Ward Cunningham's DSL for teensy microcontrollers - sgrock
https://github.com/WardCunningham/Txtzyme/blob/master/README.markdown

======
benhoyt
It reminds me of the False programming language (<http://strlen.com/false-
language>), versions of which I've implemented on small micros I've worked on
for similar purposes. False is a tiny but fairly powerful stack-based language
the author originally implemented a _compiler_ for in 1024 bytes of 68k
machine code. False pulls some great ideas from Forth and (anachronistically)
Factor.

Perhaps it's because of the AT90USB162's RAM restrictions (512 bytes), but it
seems having a "stack" of just one item and non-nestable loops is pretty
restrictive. Oh, and no + - * / operators.
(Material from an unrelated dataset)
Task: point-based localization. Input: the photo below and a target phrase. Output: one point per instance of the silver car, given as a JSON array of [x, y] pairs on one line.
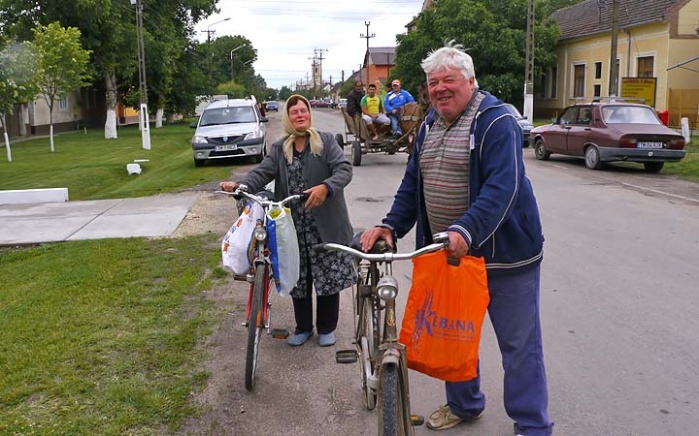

I don't think adding nestable loops and a stack of say 5 items (10 bytes of
RAM) and math operators would hurt much, and it'd certainly add to the power
of a language like this -- perhaps changing it from a tiny debugging tool to a
useful "scripting" language.

------
samlittlewood
This looks like the start of a journey that ends with something like:

<http://amforth.sourceforge.net/>

or:

<http://krue.net/avrforth/>

------
mgunes
> _WardCunningham is using GitHub to share code with you!_

The times they are a-changing.